2. Proxy representative and powers of attorney
A shareholder may participate in the Annual General Meeting and exercise his/her rights at the Meeting by way of proxy representation. A proxy representative must present a dated power of attorney or other reliable proof of their authority to represent the shareholder.
A shareholder may participate in the Annual General Meeting by means of several proxy representatives, who represent the shareholder with shares held on different book-entry accounts. In such case, the shares represented by each proxy representative shall be identified when registering for the Annual General Meeting.
Any proxy documents should be sent in original to Marimekko Corporation, Legal Affairs, P.O. Box 107, 00811 Helsinki, Finland, before the end of the registration period.
3. Holder of nominee-registered shares
A holder of nominee-registered shares has the right to participate in the Annual General Meeting with those shares under which the holder would be entitled to be registered in the company’s Shareholder Register held by Euroclear Finland Ltd on behalf of the Board of Directors of Marimekko Corporation on the Annual General Meeting’s record date of 27 March 2020. Additionally, participation requires that the holder of nominee-registered shares is temporarily registered in the company’s Shareholder Register held by Euroclear Finland Ltd on behalf of the Board of Directors of Marimekko Corporation by 10 a.m. on 3 April 2020 at the latest. Temporary registration in the Shareholder Register shall be deemed to be a registration for the Annual General Meeting. Changes in shareholding after the record date of the General Meeting do not affect the right to attend the General Meeting or the shareholder´s voting rights. Holders of nominee-registered shares are advised to request the necessary instructions regarding the temporary registration in the Shareholder Register, the issuing of proxy documents and registration for the General Meeting from their custodian bank well in advance. The account management organization of the custodian bank will register a holder of nominee-registered shares who wants to participate in the Annual General Meeting to be temporarily entered into the company’s Shareholder Register by the above-mentioned time.
4. Other instructions and information
Pursuant to Chapter 5, Section 25 of the Finnish Companies Act, shareholders who are present at the Annual General Meeting are entitled to request information regarding the matters addressed by the meeting.
On the date of this notice, 25 February 2020, the total number of shares in Marimekko Corporation is 8,129,834 and the total number of votes is 8,129,834.

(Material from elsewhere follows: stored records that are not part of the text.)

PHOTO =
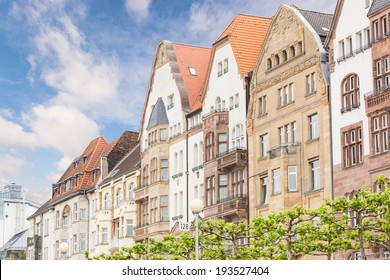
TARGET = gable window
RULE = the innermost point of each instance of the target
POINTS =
(225, 66)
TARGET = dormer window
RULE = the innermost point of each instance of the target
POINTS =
(192, 71)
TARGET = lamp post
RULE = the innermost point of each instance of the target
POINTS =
(196, 208)
(64, 247)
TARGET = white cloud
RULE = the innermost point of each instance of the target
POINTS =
(139, 9)
(10, 166)
(65, 129)
(15, 137)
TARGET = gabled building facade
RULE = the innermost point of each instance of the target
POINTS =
(288, 118)
(234, 54)
(163, 197)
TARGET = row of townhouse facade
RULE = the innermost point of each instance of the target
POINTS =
(279, 111)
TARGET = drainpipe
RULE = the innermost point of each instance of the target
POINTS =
(248, 80)
(89, 213)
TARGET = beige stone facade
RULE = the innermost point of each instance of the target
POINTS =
(288, 119)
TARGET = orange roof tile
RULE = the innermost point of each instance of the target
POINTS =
(197, 58)
(246, 34)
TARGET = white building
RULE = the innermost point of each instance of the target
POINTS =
(14, 210)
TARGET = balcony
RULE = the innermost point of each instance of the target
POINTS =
(283, 149)
(236, 157)
(377, 97)
(234, 205)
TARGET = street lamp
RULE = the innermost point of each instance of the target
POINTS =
(64, 247)
(196, 208)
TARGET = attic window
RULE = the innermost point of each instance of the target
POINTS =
(192, 71)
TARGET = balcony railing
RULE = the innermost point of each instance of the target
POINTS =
(234, 205)
(233, 157)
(287, 149)
(350, 108)
(377, 96)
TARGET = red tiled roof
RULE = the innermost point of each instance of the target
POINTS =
(198, 58)
(246, 35)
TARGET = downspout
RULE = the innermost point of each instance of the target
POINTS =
(248, 80)
(89, 213)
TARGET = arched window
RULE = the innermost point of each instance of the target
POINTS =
(107, 201)
(218, 105)
(196, 154)
(350, 93)
(119, 196)
(209, 146)
(153, 170)
(238, 136)
(269, 63)
(131, 190)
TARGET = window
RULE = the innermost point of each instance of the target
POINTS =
(192, 71)
(225, 65)
(223, 192)
(315, 174)
(263, 105)
(264, 145)
(164, 170)
(129, 227)
(350, 93)
(83, 241)
(210, 146)
(313, 123)
(171, 104)
(83, 213)
(236, 100)
(219, 69)
(75, 211)
(131, 191)
(104, 235)
(164, 208)
(264, 190)
(210, 191)
(292, 178)
(107, 201)
(384, 26)
(163, 134)
(276, 181)
(311, 84)
(376, 30)
(238, 136)
(119, 197)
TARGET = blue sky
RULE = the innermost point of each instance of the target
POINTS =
(73, 70)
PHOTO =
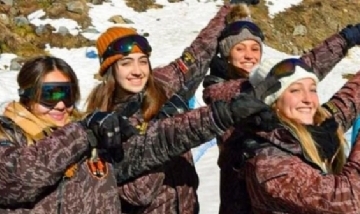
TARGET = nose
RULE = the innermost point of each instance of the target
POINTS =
(136, 69)
(248, 54)
(306, 98)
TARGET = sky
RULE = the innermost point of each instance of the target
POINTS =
(171, 29)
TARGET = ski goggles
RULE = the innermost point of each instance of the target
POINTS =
(236, 27)
(52, 93)
(124, 46)
(287, 67)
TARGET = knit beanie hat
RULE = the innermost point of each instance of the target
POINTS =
(263, 72)
(240, 12)
(106, 39)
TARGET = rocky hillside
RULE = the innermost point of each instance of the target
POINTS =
(293, 31)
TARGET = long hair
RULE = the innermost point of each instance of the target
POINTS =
(103, 95)
(310, 147)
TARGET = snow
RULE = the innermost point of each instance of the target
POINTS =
(171, 29)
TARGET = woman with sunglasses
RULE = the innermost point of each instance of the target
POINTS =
(301, 166)
(131, 87)
(48, 154)
(240, 47)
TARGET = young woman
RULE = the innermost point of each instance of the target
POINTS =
(303, 168)
(131, 87)
(48, 159)
(45, 159)
(240, 47)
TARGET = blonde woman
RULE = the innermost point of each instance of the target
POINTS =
(302, 167)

Helsinki, 25 February 2020
MARIMEKKO CORPORATION
Board of Directors
DISTRIBUTION:
Nasdaq Helsinki Ltd
Key media
Marimekko is a Finnish lifestyle design company renowned for its original prints and colors. The company’s product portfolio includes high-quality clothing, bags and accessories as well as home décor items ranging from textiles to tableware. When Marimekko was founded in 1951, its unparalleled printed fabrics gave it a strong and unique identity. Marimekko products are sold in about 40 countries. In 2019, brand sales of the products worldwide amounted to EUR 251 million and the company's net sales were EUR 125 million. Roughly 150 Marimekko stores serve customers around the globe. The key markets are Northern Europe, North America and the Asia-Pacific region. The Group employs about 450 people. The company’s share is quoted on Nasdaq Helsinki Ltd.